The magnitude 6.6 quake hit about 43 kilometres south-east of the city of Kangding, in Sichuan province, at a depth of 10km on Monday, the US Geological Survey said.

More than 200 people are still trapped in a remote scenic area while scores are missing elsewhere, state media reported on Tuesday morning.

State broadcaster CCTV showed firefighters pulling a bruised and bloodied woman from the rubble and carrying a survivor on a stretcher across a river on a makeshift bridge. It also showed damaged buildings and streets strewn with fallen masonry.

Footage shared by the China Earthquake Networks Centre showed boulders thundering down mountainsides in Luding county, kicking up clouds of dust as the tremors swayed roadside telephone wires.

At least one town suffered “severe damage” from landslides triggered by the quake, CCTV reported.

“Before 5 o'clock, I heard a rumbling sound. The house shook so badly that I woke up immediately,” a woman called Zheng, from Sichuan's Lu county, told Beijing News.

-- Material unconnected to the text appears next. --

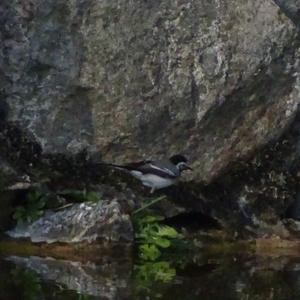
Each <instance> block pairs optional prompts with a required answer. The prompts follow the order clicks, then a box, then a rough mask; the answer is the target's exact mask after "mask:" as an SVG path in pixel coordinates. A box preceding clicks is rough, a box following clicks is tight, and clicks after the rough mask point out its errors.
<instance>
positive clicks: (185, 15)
mask: <svg viewBox="0 0 300 300" xmlns="http://www.w3.org/2000/svg"><path fill="white" fill-rule="evenodd" d="M275 2H276V3H277V4H278V5H276V4H275ZM298 13H299V1H298V0H287V1H281V0H276V1H271V0H232V1H229V0H225V1H220V0H214V1H210V0H205V1H192V0H178V1H171V0H164V1H143V0H138V1H134V2H128V1H126V0H120V1H115V0H111V1H94V0H85V1H73V0H67V1H61V0H56V1H55V0H49V1H42V0H27V1H21V2H17V1H10V0H3V1H1V4H0V39H1V43H0V87H1V88H0V152H1V165H3V166H4V165H6V166H8V167H7V168H6V170H9V167H10V164H12V167H13V168H11V170H13V171H14V173H15V174H16V176H17V175H18V176H19V175H21V176H23V175H24V173H30V171H31V170H32V169H33V168H35V167H36V168H37V169H39V166H38V163H39V162H40V161H42V158H43V157H45V156H46V155H58V160H56V161H55V163H56V165H55V167H53V169H54V170H55V168H56V167H57V166H59V167H61V166H64V168H65V169H70V170H71V172H73V169H74V170H76V171H78V170H79V171H78V172H79V176H78V177H79V178H82V177H84V176H82V174H81V169H79V168H77V166H75V167H73V169H72V166H71V164H69V162H68V161H67V163H66V164H64V163H65V161H64V159H63V158H62V159H60V158H59V157H60V156H59V154H64V155H70V156H71V157H74V156H75V154H77V153H79V152H81V151H82V150H84V149H87V152H88V153H92V152H94V153H95V151H96V153H97V154H98V153H99V155H98V156H99V157H101V158H102V159H103V160H105V161H116V162H124V161H127V160H131V159H137V158H139V159H141V158H143V157H149V156H155V157H162V156H164V157H165V156H169V155H171V154H174V153H176V152H182V153H184V154H186V155H187V156H188V157H189V158H190V160H191V162H192V167H193V168H194V172H193V173H191V174H190V175H188V176H189V177H185V178H186V180H187V181H192V182H193V184H194V186H200V184H201V183H205V184H206V185H208V187H209V189H210V188H211V189H212V190H213V189H214V187H215V184H216V183H218V184H220V185H221V186H222V187H224V188H222V190H224V189H225V190H226V191H227V193H226V195H227V196H224V195H223V194H220V195H218V197H216V198H217V199H215V198H214V197H211V198H210V197H209V200H208V201H207V203H204V204H203V205H201V206H204V207H205V206H207V210H208V211H209V212H210V214H211V215H212V216H213V217H216V218H217V219H218V220H221V221H222V223H223V224H225V225H228V226H229V225H230V226H231V227H233V228H234V227H237V224H238V225H240V224H241V223H243V222H242V221H241V219H242V220H244V219H246V223H247V224H248V223H249V222H250V223H251V224H252V225H251V226H252V229H253V227H255V226H260V225H257V224H263V226H262V227H263V228H266V227H268V226H269V225H270V224H271V225H272V224H277V223H278V222H277V221H278V220H279V219H280V215H281V213H284V212H285V209H286V208H287V206H288V205H289V204H290V203H291V201H292V199H291V198H292V197H293V196H294V195H293V194H289V196H288V197H283V198H282V201H280V202H278V201H276V197H275V196H272V195H273V194H272V193H271V192H270V193H269V194H268V199H270V200H268V201H265V199H266V198H264V201H261V199H260V197H259V196H255V197H252V196H253V194H255V195H264V192H261V191H262V190H263V189H264V187H265V185H264V184H266V189H267V190H272V189H273V182H272V181H270V180H268V178H269V175H267V174H269V172H271V170H272V169H274V165H276V161H275V160H274V161H272V162H271V163H270V164H269V165H268V166H266V165H265V164H264V166H265V167H266V172H265V174H264V175H263V176H260V175H258V174H257V173H255V174H256V175H257V177H256V178H255V180H254V181H253V182H254V183H251V184H249V179H250V177H249V176H248V177H247V176H245V177H243V176H241V174H244V173H245V174H248V171H249V170H250V171H249V172H252V171H251V170H253V168H252V167H249V166H247V165H246V166H245V167H244V168H242V171H241V172H240V173H237V174H238V176H240V178H241V179H240V180H239V182H238V184H237V182H236V175H234V174H235V173H234V170H233V171H232V169H233V168H234V166H235V163H236V162H240V161H245V160H247V158H248V157H250V156H251V155H253V154H255V153H258V152H259V151H260V149H261V148H262V147H264V146H266V145H268V144H269V143H270V142H272V141H274V140H279V138H280V136H281V135H282V133H283V132H285V131H287V129H288V128H290V125H291V123H293V121H294V119H295V115H296V113H297V110H298V105H299V102H300V80H299V74H300V71H299V61H300V50H299V35H298V29H297V24H298V25H299V21H298V18H297V16H298ZM290 18H291V19H290ZM295 139H297V135H295V136H293V137H292V138H291V140H290V142H291V144H292V145H293V141H294V140H295ZM279 141H280V143H281V142H282V143H284V140H279ZM292 149H293V150H291V152H284V153H289V154H291V155H292V156H295V157H298V155H297V153H298V152H299V151H298V148H297V147H294V148H292ZM274 151H275V153H276V151H277V150H276V149H275V150H274ZM259 155H260V154H258V156H259ZM275 156H276V154H275ZM277 156H278V157H280V158H281V160H282V161H284V159H285V157H284V155H281V154H278V155H277ZM2 160H3V163H2ZM295 163H297V159H295ZM51 164H53V160H52V161H51V160H49V163H48V165H50V167H51V166H52V165H51ZM281 166H282V167H280V168H278V176H279V175H280V172H286V173H288V172H292V171H291V168H289V167H288V168H285V164H284V163H282V165H281ZM248 167H249V168H248ZM51 171H53V170H51ZM228 171H230V172H231V175H230V176H227V177H226V178H230V180H227V181H226V180H224V181H222V176H223V174H228ZM255 172H256V171H255ZM259 172H260V171H258V173H259ZM2 173H3V177H5V176H6V174H7V172H6V171H5V172H2ZM32 173H33V172H32ZM37 173H38V172H37ZM52 173H54V172H52ZM52 173H51V174H52ZM77 175H78V174H77ZM294 175H295V172H294V173H290V174H289V178H294V177H293V176H294ZM37 177H39V175H38V176H37ZM0 181H1V180H0ZM220 181H221V183H220ZM260 182H264V183H262V185H263V186H262V185H260ZM276 184H277V183H276ZM3 185H4V186H5V185H7V183H6V182H5V181H4V183H3ZM249 185H250V186H251V191H252V190H253V191H254V192H253V193H252V194H251V195H250V196H251V197H250V196H249V195H248V194H249V193H248V190H249V189H248V190H246V189H247V188H248V186H249ZM280 188H281V187H280ZM195 190H196V192H197V189H195ZM216 191H217V190H215V191H214V193H217V192H216ZM264 191H265V190H264ZM274 193H275V192H274ZM293 193H294V192H293ZM194 194H195V193H194ZM208 194H210V193H208ZM274 195H275V194H274ZM196 196H198V197H199V194H198V195H196ZM223 196H224V197H223ZM245 197H246V198H245ZM272 197H273V198H272ZM250 198H251V199H250ZM224 199H225V200H224ZM271 199H273V200H274V199H275V200H274V201H273V202H272V201H271ZM260 203H263V204H262V206H263V208H261V206H260V205H259V204H260ZM191 207H192V206H191ZM99 209H100V208H99ZM249 211H250V212H249ZM270 211H271V213H270ZM73 212H74V211H73ZM73 212H72V210H71V212H70V213H71V214H72V213H73ZM74 213H75V215H76V217H78V215H77V212H74ZM249 214H250V215H249ZM100 215H101V214H100ZM58 216H60V213H57V214H56V215H55V218H62V217H58ZM252 216H253V217H252ZM270 216H271V217H272V218H270ZM49 218H54V217H53V216H49ZM70 218H71V219H72V216H70ZM248 219H249V220H250V221H249V220H248ZM256 219H258V222H256ZM45 220H46V219H45ZM51 220H52V219H51ZM60 220H61V224H63V222H62V220H63V219H60ZM231 220H232V221H233V222H232V224H231ZM248 221H249V222H248ZM272 222H273V223H272ZM117 224H118V223H117ZM253 224H254V225H253ZM264 224H267V225H266V226H265V225H264ZM40 225H42V228H46V227H43V226H44V225H45V224H39V225H38V226H40ZM243 225H244V224H243ZM38 226H36V227H34V225H33V226H32V227H30V230H32V236H35V238H34V239H35V240H39V239H40V237H41V235H40V233H41V232H39V231H38V229H37V227H38ZM97 226H98V225H97ZM75 227H76V226H74V228H75ZM79 227H80V225H79ZM66 228H67V227H66ZM66 230H67V229H66ZM80 230H83V231H84V229H83V227H82V228H81V227H80ZM80 230H79V231H78V232H80ZM262 231H263V232H265V230H262ZM50 232H51V234H50V235H49V240H52V237H53V236H52V234H53V232H54V233H55V234H56V233H57V229H55V231H53V232H52V231H50ZM78 232H77V231H76V234H77V233H78ZM68 235H70V232H69V233H68ZM70 236H71V237H70ZM70 236H69V237H67V234H65V236H64V237H63V238H62V239H63V240H65V241H71V242H72V241H75V240H76V239H77V238H78V235H73V233H72V234H71V235H70ZM92 236H93V234H92V233H91V232H89V235H88V238H87V239H92V238H91V237H92ZM54 240H55V239H54Z"/></svg>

“My brother's house collapsed. His house is an old one built more than 10 years ago. My house is newly built, so the situation is better.”

The quake also rocked buildings in the provincial capital of Chengdu, where millions are confined to their homes under a strict Covid-19 lockdown, and in the nearby city of Chongqing, residents told AFP.

At least 10 aftershocks of magnitude 3.0 and above had been detected as of 7am local time, CCTV said.

No damage to dams and hydroelectric power stations within 50km of the epicentre was reported, although damage to the provincial grid had affected power to about 40,000 end users.

Saudi Arabia expressed solidarity with China after the earthquake, the Saudi Press Agency reported on Tuesday, with the kingdom's Foreign Ministry offering its condolences to the Chinese people and wishing the injured a speedy recovery.

The earthquake was Sichuan's biggest since August 2017, when a magnitude 7.0 quake hit Aba prefecture.

The most powerful Sichuan earthquake on record was in May 2008, when a magnitude 8.0 quake centred in Wenchuan killed about 70,000 people and caused extensive damage.